Everybody must get dunked. Or dipped. Or showered. There are disputes on the correct vernacular, but no disputes as to whether it must happen, for the nation that has declared the noogie an acceptable display of affection has also deemed the Ga­tor­ade Dump an appropriate sign of respect. Fathers and sons around the country watch the Ga­tor­ade Dump on television, slug each other in the arms and say, “Nice game,” and what they really mean is, “I love you.” Also: “Pass the dip.”

“It’s really remarkable that people haven’t found anything else to do,” says Darren Rovell, Ga­tor­ade historian, who composed the definitive sports-drink history, “First in Thirst.” So many rituals of yore have disappeared. “The bullpen car is gone in baseball. Or how many people are really putting on eye black?
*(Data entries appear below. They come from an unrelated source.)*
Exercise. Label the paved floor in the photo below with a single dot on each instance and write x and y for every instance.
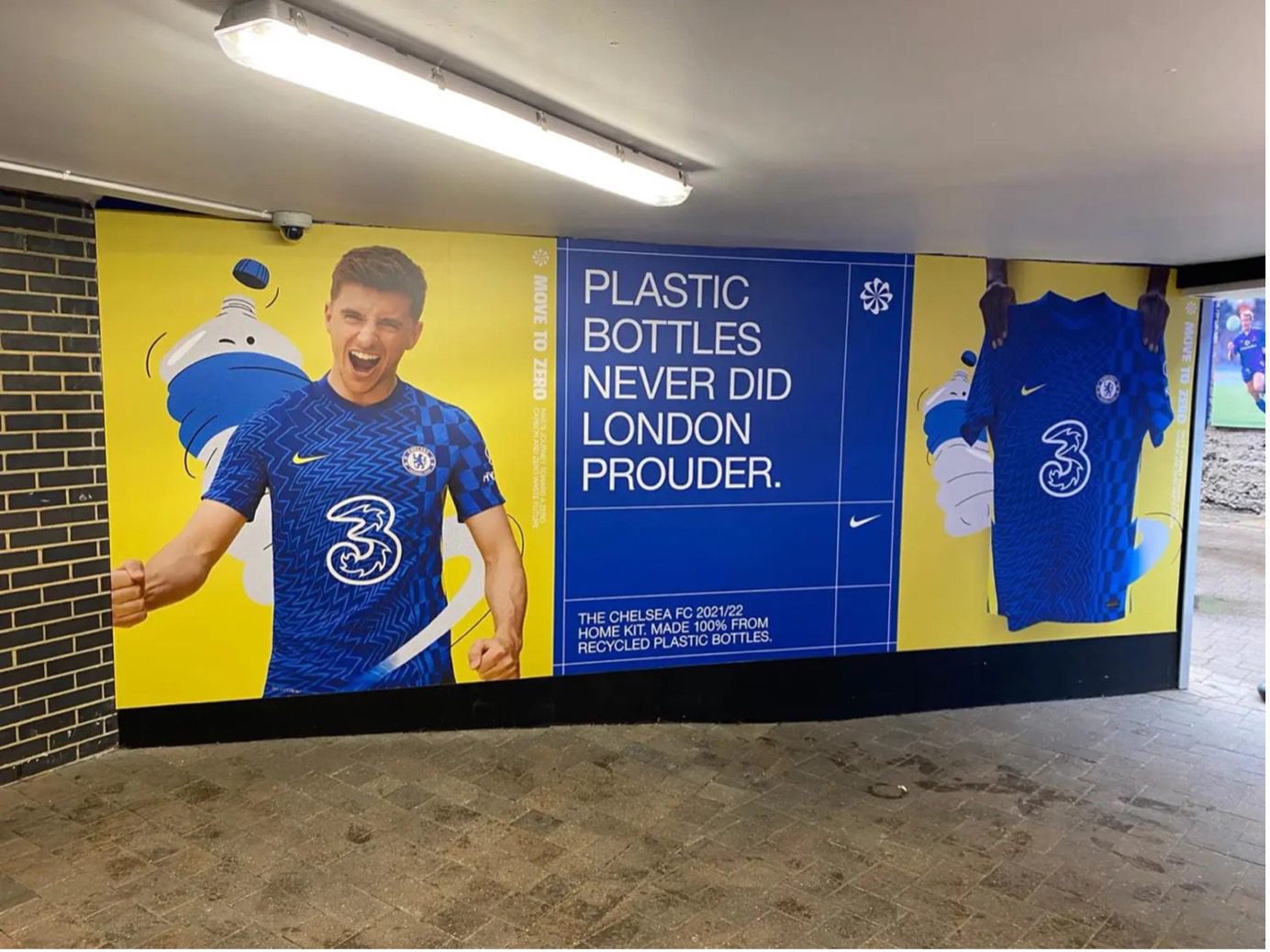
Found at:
(1120, 822)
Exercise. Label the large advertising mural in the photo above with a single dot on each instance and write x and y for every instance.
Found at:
(383, 459)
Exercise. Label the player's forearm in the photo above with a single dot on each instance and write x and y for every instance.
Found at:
(177, 571)
(506, 593)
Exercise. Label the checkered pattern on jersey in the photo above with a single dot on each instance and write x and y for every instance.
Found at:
(1070, 393)
(356, 529)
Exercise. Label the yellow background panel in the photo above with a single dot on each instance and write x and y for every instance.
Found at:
(162, 274)
(945, 582)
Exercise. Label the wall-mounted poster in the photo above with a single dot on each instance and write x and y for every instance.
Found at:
(1239, 363)
(381, 459)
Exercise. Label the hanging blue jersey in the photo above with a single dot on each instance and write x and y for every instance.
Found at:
(1067, 400)
(357, 495)
(1251, 348)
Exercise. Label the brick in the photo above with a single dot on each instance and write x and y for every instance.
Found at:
(37, 499)
(47, 762)
(26, 221)
(39, 577)
(46, 725)
(19, 599)
(79, 228)
(26, 750)
(96, 529)
(66, 554)
(84, 731)
(86, 381)
(63, 402)
(70, 589)
(95, 566)
(85, 422)
(85, 457)
(63, 440)
(17, 340)
(60, 324)
(32, 422)
(55, 247)
(102, 637)
(61, 363)
(80, 270)
(72, 663)
(46, 687)
(18, 637)
(75, 698)
(39, 459)
(43, 614)
(68, 478)
(61, 515)
(70, 626)
(95, 603)
(92, 713)
(16, 714)
(22, 674)
(90, 494)
(16, 560)
(13, 301)
(76, 304)
(56, 286)
(23, 519)
(27, 263)
(29, 381)
(82, 346)
(95, 675)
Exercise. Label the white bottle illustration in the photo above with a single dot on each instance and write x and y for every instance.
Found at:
(963, 472)
(234, 331)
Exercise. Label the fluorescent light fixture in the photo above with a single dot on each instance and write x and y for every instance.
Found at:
(301, 47)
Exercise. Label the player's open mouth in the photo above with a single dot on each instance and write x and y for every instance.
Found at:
(362, 362)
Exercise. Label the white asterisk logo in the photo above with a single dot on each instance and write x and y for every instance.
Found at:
(876, 296)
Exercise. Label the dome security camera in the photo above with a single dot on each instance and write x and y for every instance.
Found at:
(293, 225)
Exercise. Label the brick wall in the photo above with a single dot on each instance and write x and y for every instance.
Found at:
(56, 658)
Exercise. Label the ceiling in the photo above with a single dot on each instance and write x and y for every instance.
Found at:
(1084, 129)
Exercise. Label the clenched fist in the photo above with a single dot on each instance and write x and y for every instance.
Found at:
(496, 658)
(128, 594)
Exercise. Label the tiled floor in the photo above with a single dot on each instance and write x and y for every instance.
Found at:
(1120, 822)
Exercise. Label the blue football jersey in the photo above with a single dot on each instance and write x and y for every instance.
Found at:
(1067, 400)
(357, 496)
(1251, 348)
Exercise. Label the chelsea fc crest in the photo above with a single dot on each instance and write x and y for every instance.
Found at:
(1108, 389)
(419, 461)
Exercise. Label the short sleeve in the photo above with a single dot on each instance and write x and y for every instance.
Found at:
(1154, 409)
(472, 478)
(981, 404)
(243, 475)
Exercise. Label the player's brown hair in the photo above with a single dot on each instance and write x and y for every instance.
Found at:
(381, 270)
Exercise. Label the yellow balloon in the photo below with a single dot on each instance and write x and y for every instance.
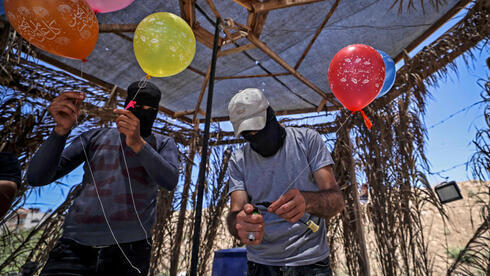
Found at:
(164, 44)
Sports traditions don’t really last anymore. Players don’t stay in cities.” Trades happen. People move on.

A sports fan must find something to give the experience continuity. That thing shall be called “electrolytes.”

The most oft-cited original dumping — others might have come before, but this was the one to make it a “thing”­­ — apparently occurred in 1984, at the end of a matchup between the Redskins and the Giants. The perpetrator was defensive tackle Jim Burt. The victim was Bill Parcells.

Parcells, now with ESPN, is e-mailed for his recollections on the momentous occasion. “The chief perpetrator was Jim Burt,” he responds. “I had kind of been on him a little bit during the week. That’s probably a little bit of an understatement. So he just dumped the bucket on me.”

It spread to other teams. It spread to basketball (and then un-spread — too sticky on wooden floors). It spread to the White House, where Ronald Reagan’s aides presented him with a cartoon depicting a Ga­tor­ade Shower on the occasion of his birthday. From time to time, Rovell says, doctors have warned about the potential harm of pouring frigid liquid over the heads of old men in subfreezing temperatures. In 1990, Long Beach State’s coach, George Allen (formerly of the Redskins), received a dousing. Allen, then 72, died six weeks later. He had said he hadn’t felt healthy since the Ga­tor­ade shower — which, incidentally, was not Ga­tor­ade at all: His cash-strapped team had used ice water.